Applying the same state from the master completes immediately, but with the note that state completed with the ERROR.

master# salt 'prometheus*' state.apply custom_minion_state -l debug
[DEBUG   ] Missing configuration file: /root/.saltrc
[DEBUG   ] MasterEvent PUB socket URI: /var/run/salt/master/master_event_pub.ipc
[DEBUG   ] MasterEvent PULL socket URI: /var/run/salt/master/master_event_pull.ipc
[DEBUG   ] Initializing new AsyncZeroMQReqChannel for ('/etc/salt/pki/master', 'master', 'tcp://[::]:4506', 'clear')
[DEBUG   ] Connecting the Minion to the Master URI (for the return server): tcp://[::]:4506
[DEBUG   ] Trying to connect to: tcp://[::]:4506
[DEBUG   ] Closing AsyncZeroMQReqChannel instance
[DEBUG   ] LazyLoaded local_cache.get_load
[DEBUG   ] Reading minion list from /var/cache/salt/master/jobs/02/a26ac9e846136c8148eb8e74c4e1507421289c141e915aba2f429e146a8134/.minions.p
[DEBUG   ] get_iter_returns for jid 20200525163928599898 sent to {'prometheus'} will timeout at 18:39:33.605811
[DEBUG   ] jid 20200525163928599898 return from prometheus
[DEBUG   ] return event: {'prometheus': {'ret': {}, 'out': 'highstate', 'retcode': 2, 'jid': '20200525163928599898'}}
[DEBUG   ] LazyLoaded highstate.output
prometheus:

Summary for prometheus
-----------
Succeeded: 0
Failed:   0
-----------
Total states run:    0
Total run time:  0.000 ms
[DEBUG   ] jid 20200525163928599898 found all minions {'prometheus'}
[DEBUG   ] Closing IPCMessageSubscriber instance
ERROR: Minions returned with non-zero exit code

About this issue

  • Original URL
  • State: closed
  • Created 4 years ago
  • Comments: 48 (36 by maintainers)

Most upvoted comments

@waynew @max-arnold Works for me after downgrading pyzmq to 18.0.1 and started hanging with pyzmq>=18.1.0.

IMO, the issue is pretty serious. Could it be considered for 3001.2? Waiting till 3002 (October?) is too much…

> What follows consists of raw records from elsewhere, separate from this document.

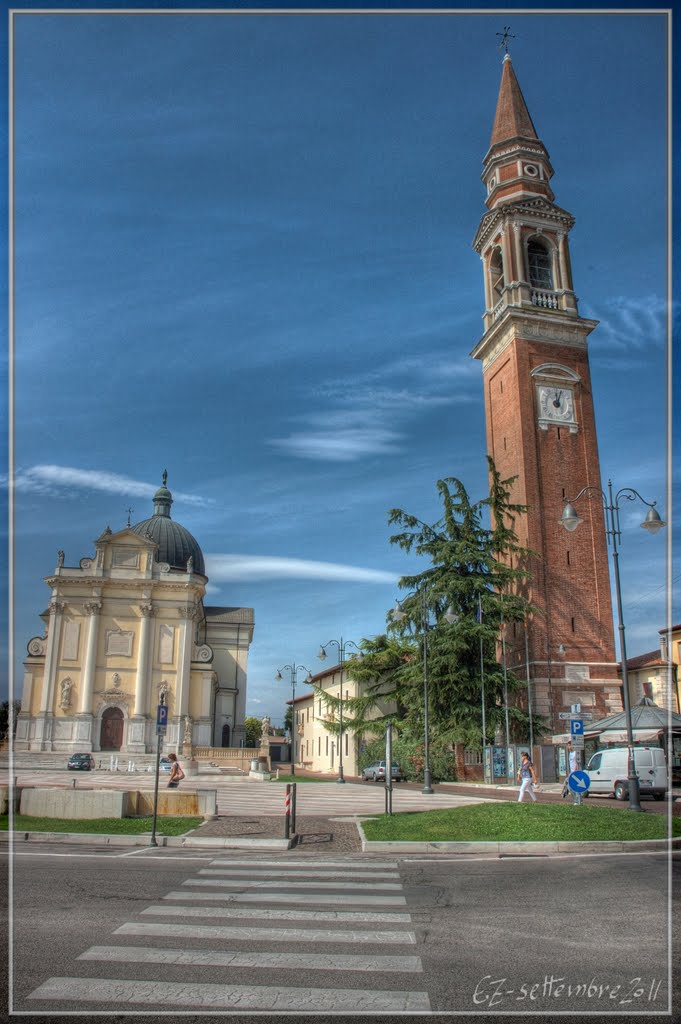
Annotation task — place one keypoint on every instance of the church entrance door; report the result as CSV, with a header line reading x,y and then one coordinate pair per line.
x,y
111,737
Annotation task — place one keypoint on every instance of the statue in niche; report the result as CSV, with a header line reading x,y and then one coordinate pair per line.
x,y
65,695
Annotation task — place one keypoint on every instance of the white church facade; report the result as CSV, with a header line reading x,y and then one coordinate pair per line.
x,y
124,627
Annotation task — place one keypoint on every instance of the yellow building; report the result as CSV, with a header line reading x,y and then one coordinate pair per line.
x,y
313,747
124,627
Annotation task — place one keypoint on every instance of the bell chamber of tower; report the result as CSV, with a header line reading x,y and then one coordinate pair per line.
x,y
540,417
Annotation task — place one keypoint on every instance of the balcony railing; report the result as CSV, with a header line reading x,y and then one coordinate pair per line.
x,y
546,299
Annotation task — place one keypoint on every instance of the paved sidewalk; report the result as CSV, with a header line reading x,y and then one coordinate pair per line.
x,y
323,834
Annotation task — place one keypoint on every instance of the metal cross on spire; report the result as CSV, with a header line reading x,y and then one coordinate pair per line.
x,y
505,36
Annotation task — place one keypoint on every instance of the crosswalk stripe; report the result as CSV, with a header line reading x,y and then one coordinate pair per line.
x,y
223,866
226,957
265,934
269,897
273,914
229,996
268,884
301,861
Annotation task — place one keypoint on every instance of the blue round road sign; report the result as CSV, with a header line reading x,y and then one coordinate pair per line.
x,y
579,781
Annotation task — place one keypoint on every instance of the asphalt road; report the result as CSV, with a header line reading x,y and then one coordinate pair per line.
x,y
163,930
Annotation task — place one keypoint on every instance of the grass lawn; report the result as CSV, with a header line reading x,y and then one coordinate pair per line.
x,y
300,778
519,822
103,826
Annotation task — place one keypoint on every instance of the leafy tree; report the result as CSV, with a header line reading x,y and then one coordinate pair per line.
x,y
253,731
474,579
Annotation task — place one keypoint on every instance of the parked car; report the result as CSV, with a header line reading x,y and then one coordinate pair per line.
x,y
81,762
608,771
377,772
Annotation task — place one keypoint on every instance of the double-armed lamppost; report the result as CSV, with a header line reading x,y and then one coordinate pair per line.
x,y
294,670
342,645
652,522
397,614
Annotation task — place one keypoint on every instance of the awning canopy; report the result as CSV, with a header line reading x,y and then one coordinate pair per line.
x,y
620,735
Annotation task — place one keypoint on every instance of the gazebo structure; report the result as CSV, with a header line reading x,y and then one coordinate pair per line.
x,y
650,724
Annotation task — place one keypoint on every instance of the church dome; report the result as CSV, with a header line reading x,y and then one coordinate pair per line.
x,y
176,545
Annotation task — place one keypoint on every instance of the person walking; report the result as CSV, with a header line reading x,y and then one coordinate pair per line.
x,y
526,777
176,773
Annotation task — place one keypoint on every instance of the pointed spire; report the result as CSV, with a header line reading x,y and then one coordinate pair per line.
x,y
512,118
163,499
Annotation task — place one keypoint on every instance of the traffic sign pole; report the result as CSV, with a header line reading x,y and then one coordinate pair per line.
x,y
161,726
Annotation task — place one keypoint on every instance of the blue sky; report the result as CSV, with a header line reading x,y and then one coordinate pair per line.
x,y
243,253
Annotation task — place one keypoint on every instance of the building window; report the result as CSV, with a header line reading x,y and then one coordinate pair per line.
x,y
497,275
539,263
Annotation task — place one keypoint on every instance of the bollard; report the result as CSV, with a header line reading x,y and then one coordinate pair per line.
x,y
287,812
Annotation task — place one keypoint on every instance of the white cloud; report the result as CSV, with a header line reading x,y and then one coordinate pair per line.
x,y
630,323
230,568
51,479
340,445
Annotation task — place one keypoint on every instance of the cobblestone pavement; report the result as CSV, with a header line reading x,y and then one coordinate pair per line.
x,y
314,834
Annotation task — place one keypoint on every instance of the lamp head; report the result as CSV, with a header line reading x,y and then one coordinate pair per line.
x,y
396,613
569,519
652,522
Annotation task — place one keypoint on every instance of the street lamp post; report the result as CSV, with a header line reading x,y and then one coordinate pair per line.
x,y
294,670
652,523
397,615
341,644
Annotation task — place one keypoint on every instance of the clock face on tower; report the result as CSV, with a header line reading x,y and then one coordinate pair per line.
x,y
556,404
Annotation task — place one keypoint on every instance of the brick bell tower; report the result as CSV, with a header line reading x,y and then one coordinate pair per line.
x,y
540,419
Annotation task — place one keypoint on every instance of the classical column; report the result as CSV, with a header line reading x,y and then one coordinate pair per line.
x,y
519,262
187,611
562,262
91,609
52,654
487,286
141,696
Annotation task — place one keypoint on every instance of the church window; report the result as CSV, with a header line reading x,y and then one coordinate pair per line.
x,y
497,274
539,262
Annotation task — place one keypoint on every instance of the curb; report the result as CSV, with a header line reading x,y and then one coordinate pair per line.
x,y
517,849
141,840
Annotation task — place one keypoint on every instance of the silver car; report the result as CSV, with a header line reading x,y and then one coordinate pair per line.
x,y
377,772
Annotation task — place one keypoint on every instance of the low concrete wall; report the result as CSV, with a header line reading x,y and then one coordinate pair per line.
x,y
40,803
188,803
43,803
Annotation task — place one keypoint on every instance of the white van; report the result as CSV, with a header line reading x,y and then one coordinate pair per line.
x,y
608,771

The bug does not sit in pyzmq but rather libzmq. I built pyzmq 18.0.0 with zmq 4.3.2 and got the hang! The break happened when they went from zmq 4.3.1 to 4.3.2. Note: When I ran libzmq tests I go no fails.

i’m sorry but i downgraded from libzmq 4.3.2 to libzmq 4.3.1 and it still hangs.

The bug does not sit in pyzmq but rather libzmq. I built pyzmq 18.0.0 with zmq 4.3.2 and got the hang! The break happened when they went from zmq 4.3.1 to 4.3.2. Note: When I ran libzmq tests I go no fails.

@DmitryKuzmenko @waynew @max-arnold @cmcmarrow unfortunately I can’t invest much time into further debugging of this one, but a number of quick experiments shows that downgrading pyzmq to 18.0.1 also resolves an issue for us (Ubuntu 20.04 / Python 3.8.2 / libzmq 4.3.2). We’ve switched to TCP transport until there’s no clean fix.

@sagetherage thanks!

@cmcmarrow please let me know if there’s anything I could provide in order to help address this one as soon as possible. I’d also be happy to run a few tests once a fix is available. TIA!

Thank you @defanator, this is a critical issue and we attempted to fix it the 3001.1 point release, but other competing priorities and some core team members not being able to reproduce it, caused us to delay.

The issue and the fix is moved to be committed in the Magnesium release. The engineer assigned has reproduced it and will provide a fix. We tried here and didn’t succeed.

Testing 3001 release on Ubuntu 20.04. It still hangs after every state.apply.